Saturday, 22 May 2021

Feuerbach's Essence

Ludwig Feuerbach

The Essence Of Christianity is merely a footnote to Metaphysics. When Feuerbach states that he differs from those philosophers "who pluck out their eyes that they may see better; for my thought I require the senses, especially sight," he is echoing Aristotle: "All men by nature desire to know. An indication of this is in the delight we take in our senses; for even apart from their usefulness they are loved for themselves; and above all others the sense of sight." 

To therefore claim with Feuerbach that theology is anthropology is simply another way of saying with Aristotle that the essence of a thing is found within the thing itself: the soul of the eye is seeing. Not all philosophy is but footnotes to Plato. Feuerbach’s Essence is the exceptional exception.

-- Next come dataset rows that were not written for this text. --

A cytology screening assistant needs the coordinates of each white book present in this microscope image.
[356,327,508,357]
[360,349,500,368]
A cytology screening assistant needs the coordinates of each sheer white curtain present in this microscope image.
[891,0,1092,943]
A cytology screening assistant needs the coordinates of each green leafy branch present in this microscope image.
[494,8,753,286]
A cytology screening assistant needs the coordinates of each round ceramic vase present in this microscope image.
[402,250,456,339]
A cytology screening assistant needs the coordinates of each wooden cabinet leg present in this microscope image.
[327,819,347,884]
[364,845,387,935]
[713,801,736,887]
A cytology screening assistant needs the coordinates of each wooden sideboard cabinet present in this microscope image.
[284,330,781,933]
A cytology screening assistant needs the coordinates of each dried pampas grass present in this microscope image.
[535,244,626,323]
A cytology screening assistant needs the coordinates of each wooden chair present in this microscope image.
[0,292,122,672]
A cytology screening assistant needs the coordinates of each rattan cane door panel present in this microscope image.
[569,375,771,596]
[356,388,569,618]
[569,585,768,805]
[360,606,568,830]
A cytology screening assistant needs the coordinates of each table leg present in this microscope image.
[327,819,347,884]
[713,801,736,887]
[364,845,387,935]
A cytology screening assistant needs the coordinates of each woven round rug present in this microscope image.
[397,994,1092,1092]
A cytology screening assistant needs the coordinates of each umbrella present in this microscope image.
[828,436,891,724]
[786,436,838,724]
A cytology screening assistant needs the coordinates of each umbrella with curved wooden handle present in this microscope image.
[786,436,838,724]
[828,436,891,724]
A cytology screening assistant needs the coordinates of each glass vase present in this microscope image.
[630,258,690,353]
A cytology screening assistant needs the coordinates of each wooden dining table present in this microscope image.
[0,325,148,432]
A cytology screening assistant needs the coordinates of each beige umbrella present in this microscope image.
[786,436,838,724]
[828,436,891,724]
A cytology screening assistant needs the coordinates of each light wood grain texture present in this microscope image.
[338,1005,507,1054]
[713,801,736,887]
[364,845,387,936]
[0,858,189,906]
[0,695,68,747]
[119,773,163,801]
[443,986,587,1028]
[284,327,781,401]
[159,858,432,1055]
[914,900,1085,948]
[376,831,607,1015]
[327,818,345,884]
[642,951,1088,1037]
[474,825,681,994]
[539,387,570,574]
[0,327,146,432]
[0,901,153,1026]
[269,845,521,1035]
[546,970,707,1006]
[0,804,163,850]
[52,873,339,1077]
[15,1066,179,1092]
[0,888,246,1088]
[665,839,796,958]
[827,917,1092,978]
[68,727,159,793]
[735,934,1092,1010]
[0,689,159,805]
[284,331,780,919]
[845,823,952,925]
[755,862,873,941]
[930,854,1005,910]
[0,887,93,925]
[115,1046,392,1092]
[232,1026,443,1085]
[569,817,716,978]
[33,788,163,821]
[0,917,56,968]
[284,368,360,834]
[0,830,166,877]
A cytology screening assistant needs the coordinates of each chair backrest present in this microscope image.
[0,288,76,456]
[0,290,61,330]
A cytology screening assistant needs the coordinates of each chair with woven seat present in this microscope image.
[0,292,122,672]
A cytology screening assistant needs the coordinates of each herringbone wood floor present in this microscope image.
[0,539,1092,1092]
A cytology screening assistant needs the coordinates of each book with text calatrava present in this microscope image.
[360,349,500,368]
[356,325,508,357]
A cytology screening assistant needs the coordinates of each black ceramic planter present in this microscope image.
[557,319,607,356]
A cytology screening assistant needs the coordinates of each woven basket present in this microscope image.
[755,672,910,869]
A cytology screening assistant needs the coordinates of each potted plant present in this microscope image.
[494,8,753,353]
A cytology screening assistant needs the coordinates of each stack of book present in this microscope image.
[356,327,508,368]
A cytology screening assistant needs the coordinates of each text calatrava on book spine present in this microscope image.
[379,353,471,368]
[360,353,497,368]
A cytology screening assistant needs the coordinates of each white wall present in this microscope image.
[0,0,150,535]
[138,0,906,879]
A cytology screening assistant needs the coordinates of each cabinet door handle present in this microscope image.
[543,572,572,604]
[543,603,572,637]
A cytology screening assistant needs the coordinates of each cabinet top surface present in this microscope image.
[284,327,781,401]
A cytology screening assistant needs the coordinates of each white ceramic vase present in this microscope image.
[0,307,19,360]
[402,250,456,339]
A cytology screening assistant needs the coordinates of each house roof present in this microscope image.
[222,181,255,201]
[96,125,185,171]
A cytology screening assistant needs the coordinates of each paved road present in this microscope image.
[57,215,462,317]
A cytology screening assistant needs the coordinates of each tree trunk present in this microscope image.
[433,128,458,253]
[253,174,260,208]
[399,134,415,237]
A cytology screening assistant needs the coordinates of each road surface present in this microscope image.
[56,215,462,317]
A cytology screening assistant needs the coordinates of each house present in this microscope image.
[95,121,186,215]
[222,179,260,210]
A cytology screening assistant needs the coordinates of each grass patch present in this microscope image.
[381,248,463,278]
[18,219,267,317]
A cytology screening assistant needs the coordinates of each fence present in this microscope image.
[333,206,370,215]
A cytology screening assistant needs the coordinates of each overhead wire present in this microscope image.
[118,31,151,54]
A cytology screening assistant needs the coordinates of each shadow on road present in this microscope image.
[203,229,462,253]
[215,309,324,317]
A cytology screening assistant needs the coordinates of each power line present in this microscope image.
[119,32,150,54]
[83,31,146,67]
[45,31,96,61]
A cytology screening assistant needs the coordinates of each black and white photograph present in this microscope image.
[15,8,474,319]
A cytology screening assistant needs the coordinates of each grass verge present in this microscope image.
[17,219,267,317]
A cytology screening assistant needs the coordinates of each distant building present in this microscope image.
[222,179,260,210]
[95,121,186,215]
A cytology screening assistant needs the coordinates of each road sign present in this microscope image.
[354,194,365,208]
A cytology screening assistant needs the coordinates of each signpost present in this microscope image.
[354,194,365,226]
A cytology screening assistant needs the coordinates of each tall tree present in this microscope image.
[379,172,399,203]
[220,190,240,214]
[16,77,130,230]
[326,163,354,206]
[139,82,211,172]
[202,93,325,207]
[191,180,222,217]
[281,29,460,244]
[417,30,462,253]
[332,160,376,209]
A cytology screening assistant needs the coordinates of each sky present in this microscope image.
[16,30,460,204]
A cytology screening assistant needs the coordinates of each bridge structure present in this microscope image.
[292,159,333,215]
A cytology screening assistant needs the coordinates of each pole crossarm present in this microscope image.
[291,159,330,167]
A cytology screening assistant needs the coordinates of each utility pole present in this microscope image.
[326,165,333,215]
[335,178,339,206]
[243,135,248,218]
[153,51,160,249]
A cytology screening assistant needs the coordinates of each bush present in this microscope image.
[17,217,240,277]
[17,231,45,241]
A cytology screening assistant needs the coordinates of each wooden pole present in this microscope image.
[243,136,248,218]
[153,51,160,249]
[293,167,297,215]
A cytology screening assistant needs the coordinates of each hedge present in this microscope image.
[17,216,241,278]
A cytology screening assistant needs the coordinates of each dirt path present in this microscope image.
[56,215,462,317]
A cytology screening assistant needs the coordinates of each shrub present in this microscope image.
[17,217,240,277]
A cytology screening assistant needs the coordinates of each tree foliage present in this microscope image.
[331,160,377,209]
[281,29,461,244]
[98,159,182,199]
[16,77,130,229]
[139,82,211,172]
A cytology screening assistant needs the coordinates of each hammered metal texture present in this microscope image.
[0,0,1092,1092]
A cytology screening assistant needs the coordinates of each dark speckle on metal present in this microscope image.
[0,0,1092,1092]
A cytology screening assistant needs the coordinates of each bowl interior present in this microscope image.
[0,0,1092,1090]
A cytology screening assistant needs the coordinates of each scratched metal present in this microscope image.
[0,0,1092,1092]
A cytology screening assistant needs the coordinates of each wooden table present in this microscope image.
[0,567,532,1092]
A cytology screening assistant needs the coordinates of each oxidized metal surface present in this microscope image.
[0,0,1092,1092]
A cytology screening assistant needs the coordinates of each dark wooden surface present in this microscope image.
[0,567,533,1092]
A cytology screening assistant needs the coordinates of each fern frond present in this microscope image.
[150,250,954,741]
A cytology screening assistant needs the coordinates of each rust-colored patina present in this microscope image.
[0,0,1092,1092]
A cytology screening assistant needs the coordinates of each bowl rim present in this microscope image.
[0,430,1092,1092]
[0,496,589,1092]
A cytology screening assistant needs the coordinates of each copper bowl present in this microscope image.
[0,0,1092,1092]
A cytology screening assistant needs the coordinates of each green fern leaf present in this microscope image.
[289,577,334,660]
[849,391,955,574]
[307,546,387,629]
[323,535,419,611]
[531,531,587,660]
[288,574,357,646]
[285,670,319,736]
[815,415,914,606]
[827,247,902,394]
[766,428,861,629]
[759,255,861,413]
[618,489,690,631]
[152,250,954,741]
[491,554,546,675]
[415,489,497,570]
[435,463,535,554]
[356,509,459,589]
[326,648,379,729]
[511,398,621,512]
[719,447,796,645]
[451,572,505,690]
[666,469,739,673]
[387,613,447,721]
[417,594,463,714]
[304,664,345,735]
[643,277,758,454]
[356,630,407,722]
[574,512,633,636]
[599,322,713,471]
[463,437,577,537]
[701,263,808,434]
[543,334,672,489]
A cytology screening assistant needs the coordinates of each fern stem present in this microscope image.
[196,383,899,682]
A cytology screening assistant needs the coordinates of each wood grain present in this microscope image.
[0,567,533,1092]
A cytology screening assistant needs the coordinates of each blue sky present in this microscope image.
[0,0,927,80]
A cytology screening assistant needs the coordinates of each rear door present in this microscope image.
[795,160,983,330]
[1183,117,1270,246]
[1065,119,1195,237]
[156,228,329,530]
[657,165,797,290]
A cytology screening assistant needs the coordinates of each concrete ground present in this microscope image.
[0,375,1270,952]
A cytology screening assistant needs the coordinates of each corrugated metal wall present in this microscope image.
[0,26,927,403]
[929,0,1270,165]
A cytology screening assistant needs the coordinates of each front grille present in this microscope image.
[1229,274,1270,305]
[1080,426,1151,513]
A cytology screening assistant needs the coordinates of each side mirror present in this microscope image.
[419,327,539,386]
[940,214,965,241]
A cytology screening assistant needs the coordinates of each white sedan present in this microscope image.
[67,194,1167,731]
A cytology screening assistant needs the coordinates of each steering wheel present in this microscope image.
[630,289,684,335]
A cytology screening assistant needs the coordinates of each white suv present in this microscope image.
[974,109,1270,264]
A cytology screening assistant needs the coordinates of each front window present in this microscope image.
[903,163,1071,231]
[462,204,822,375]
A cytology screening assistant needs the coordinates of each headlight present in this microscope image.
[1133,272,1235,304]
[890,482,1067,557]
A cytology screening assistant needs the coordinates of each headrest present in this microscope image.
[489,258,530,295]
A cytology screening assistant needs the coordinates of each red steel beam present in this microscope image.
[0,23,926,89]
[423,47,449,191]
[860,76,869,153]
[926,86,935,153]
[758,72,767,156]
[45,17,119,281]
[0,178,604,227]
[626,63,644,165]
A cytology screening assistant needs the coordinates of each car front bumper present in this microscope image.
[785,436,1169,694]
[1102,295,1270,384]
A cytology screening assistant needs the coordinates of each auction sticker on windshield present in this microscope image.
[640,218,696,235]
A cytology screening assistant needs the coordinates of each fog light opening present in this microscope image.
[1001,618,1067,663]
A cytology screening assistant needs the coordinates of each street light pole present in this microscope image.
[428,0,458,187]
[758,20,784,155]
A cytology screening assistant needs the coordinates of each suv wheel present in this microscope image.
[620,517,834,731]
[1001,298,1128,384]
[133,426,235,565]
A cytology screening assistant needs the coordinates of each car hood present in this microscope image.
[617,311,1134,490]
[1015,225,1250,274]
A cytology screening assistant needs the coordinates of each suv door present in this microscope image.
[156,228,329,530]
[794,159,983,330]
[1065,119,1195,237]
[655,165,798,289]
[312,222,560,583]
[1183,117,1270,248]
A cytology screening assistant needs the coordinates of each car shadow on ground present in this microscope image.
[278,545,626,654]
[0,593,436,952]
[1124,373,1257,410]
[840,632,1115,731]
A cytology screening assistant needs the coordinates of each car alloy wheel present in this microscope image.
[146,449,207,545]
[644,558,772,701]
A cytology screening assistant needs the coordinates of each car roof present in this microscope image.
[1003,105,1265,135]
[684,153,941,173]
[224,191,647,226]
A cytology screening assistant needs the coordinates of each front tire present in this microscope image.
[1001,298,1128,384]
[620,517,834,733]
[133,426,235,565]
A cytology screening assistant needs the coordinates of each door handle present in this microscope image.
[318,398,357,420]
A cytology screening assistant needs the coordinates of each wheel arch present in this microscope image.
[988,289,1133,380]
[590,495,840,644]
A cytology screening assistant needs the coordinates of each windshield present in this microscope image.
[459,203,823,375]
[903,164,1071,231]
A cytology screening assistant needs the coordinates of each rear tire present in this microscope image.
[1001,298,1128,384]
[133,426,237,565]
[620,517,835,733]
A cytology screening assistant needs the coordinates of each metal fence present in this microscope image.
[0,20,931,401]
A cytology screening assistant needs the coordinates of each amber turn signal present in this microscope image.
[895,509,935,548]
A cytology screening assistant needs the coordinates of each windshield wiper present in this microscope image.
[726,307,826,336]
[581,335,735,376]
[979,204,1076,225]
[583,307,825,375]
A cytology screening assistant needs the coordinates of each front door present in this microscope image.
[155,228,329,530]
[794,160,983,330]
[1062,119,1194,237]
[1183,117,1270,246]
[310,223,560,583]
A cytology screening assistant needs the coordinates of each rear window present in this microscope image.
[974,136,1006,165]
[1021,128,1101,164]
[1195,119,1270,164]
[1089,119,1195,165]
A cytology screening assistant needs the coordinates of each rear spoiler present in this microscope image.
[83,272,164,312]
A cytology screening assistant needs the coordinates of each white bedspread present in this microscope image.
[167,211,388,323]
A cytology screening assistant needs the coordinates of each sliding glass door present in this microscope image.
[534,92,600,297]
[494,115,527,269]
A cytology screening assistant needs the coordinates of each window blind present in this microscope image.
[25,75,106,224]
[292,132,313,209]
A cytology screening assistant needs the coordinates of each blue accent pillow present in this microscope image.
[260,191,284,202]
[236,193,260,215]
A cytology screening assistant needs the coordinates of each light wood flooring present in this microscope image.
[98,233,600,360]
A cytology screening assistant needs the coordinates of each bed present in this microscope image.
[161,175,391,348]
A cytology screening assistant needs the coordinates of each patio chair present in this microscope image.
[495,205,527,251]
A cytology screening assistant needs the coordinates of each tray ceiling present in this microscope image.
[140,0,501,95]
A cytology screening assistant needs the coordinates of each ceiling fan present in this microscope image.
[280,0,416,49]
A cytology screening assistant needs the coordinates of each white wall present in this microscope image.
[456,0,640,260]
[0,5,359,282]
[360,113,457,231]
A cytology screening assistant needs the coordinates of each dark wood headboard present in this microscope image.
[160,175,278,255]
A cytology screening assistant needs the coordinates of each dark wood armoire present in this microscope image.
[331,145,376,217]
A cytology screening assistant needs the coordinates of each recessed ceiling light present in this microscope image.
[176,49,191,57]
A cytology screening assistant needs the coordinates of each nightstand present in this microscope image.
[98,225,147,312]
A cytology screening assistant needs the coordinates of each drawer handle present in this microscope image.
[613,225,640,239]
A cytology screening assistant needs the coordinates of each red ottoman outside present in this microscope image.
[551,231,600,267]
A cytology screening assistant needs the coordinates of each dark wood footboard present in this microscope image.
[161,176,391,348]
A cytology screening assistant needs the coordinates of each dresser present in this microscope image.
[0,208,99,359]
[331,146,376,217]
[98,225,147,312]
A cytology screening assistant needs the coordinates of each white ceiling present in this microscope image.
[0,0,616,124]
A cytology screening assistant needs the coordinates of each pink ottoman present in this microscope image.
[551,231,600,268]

This exception is the reason why Heidegger states that you cannot have Being without human beings. It is also why Rahner echos Heidegger by arguing that to carry out Feuerbach's program of reformulating dogmatic theology into theological anthropology does not necessarily mean that God gets reduced to man,  because "to turn toward man is to discover the place where mystery is inscribed in the world." Ecce Homo is the means to become more than just human-all-too-human. 

Sources
Aristotle. Metaphysics. Princeton University Press. 1991.
Friedrich Nietzsche. Ecce Homo: How One Becomes What One Is. Penguin Classics. 2004.
Karl Rahner. Foundations Of Christian Faith. Crossroad. 1982.
Ludwig Feuerbach. The Essence Of Christianity. Dover. 2008.
Martin Heidegger. Being And Time. Blackwell Publishers. 1962.
Thomas Sheehan. The Dream Of Karl Rahner. The New York Review Of Books. February 4, 1982.